Actual "cabin guy" here, and I most certainly am not OP. I did not stay on to study for an MA, nor have I attended or applied for any sort of writing academy. I also doubt very much whether OP is indeed who he claims to be, though if he is indeed writing a debut novel I suppose it would be the correct thing for me to wish him luck and encourage his efforts. Today I visited the former editor at Gyldendal who I met at a barbecue recently and left him some books (including "Leaving the Atocha Station" by Ben Lerner, which I myself recently completed). I ate dinner with him and his wife, and he let me take home some Ibsen, a short story collection by Chekhov and a book about Johann Herder, who I don't know much about. Anna has arrived home from visiting her relatives but we did not meet today as I have been writing since morning, drinking several cups of coffee, pacing back and forth, picking up several books and reading passages at random, scratching my face, doubting my value as a human being, pressing my palm against my forehead, and writing 5,000 words.
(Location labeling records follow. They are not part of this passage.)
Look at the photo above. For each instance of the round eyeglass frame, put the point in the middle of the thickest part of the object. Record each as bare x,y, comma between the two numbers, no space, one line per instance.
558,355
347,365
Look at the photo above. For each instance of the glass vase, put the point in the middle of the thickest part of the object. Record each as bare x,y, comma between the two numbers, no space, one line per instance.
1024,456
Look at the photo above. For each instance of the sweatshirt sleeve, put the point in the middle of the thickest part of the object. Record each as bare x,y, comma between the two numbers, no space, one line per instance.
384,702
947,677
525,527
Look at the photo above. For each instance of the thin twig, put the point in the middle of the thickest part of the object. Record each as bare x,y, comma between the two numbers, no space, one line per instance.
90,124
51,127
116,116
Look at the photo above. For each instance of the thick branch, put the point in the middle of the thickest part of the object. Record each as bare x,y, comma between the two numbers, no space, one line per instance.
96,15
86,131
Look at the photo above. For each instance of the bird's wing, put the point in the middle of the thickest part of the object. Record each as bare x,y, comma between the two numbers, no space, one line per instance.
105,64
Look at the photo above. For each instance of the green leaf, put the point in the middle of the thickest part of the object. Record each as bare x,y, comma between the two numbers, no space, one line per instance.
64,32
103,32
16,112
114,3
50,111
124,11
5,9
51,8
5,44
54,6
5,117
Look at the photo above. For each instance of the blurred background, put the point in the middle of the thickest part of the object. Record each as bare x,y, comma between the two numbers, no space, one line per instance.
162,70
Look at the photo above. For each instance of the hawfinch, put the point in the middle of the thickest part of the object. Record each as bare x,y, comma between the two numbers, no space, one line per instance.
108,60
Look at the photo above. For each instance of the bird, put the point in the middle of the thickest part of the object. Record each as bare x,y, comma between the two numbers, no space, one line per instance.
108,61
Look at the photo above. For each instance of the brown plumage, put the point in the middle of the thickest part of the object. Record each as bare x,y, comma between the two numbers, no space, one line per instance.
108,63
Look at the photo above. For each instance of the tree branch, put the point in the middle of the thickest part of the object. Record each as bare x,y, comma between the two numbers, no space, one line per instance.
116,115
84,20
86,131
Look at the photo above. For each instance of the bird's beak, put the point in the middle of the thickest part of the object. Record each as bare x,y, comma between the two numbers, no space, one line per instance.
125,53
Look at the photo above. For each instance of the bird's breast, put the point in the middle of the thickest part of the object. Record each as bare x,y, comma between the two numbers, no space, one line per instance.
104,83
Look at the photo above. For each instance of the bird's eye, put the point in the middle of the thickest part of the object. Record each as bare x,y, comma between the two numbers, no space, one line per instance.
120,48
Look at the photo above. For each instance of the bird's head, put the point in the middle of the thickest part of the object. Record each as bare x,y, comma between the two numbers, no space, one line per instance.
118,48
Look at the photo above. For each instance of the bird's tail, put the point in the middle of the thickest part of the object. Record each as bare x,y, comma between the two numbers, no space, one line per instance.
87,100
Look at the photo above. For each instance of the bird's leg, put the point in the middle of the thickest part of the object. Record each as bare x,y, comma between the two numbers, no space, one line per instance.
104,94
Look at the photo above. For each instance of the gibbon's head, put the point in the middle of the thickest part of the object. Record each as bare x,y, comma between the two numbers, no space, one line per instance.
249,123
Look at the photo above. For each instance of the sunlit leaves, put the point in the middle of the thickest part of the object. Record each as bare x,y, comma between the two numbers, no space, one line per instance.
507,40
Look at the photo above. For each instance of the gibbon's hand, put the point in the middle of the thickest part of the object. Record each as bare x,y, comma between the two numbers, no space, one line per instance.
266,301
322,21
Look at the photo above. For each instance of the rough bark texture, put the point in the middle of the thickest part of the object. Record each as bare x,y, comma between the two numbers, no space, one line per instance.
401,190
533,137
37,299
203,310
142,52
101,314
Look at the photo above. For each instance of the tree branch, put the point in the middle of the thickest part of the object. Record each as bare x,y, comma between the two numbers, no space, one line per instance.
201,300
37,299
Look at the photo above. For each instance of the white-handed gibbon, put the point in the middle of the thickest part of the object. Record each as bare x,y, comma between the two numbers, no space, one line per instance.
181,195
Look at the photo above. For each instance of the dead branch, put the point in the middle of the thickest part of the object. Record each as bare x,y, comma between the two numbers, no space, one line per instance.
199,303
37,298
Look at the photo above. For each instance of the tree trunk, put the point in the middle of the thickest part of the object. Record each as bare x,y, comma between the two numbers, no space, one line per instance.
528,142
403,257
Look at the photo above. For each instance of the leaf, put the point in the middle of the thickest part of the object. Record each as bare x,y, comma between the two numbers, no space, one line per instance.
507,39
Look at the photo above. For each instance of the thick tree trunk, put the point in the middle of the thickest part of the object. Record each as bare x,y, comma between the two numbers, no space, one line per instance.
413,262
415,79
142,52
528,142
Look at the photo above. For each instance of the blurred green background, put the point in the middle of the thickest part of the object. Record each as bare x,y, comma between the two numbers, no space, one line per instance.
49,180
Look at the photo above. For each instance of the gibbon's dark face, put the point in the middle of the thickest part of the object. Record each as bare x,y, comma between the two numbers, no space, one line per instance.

Thank you again to those who provided some feedback about the passage I posted, it was and is much appreciated.

I must say this is truly peculiar. I'm a 35 years old Norwegian and recently divorced from my wife whom I still dearly miss. In the end, she divorced me, unwilling to take care of me as a neurological condition which I suffer from drastically worsened these last few years. The only grace, which in its own way is a tragedy, was that in this darkest period of my life my aunt, who I never knew very well as she and my mother stopped talking after a very ugly affair regarding money when they were both in their early 20s, died and I inherited her terraced house ("rekkehus"). With my disease making my work as an insurance clerk more and more difficult for me and having been given "a room of one's own", to put it in the words of Virginia Woolf, I have sold the house in which I lived with my ex-wife, which it somehow doesn't feel right to live in anymore, and moved into my deceased aunt's terraced house. I spend my days writing a novel about my marriage now, not quite sure myself what I'm looking for in this story that can only have one dreadful ending, while paying bills, food and other such necessities with the money from the old house. Somehow it feels right that the money from the sale of the house shall pay for the writing of the book of the marriage that transpired within it. In a way it almost suggests that the marriage in itself was the house, but which I have now sold and am transforming into art. You can, in any case, imagine my surprise, when browsing at Veeky Forums as I sometimes do to try to stay in touch with more youthful literary cultures, I find two other Norwegian writers in a similar situation.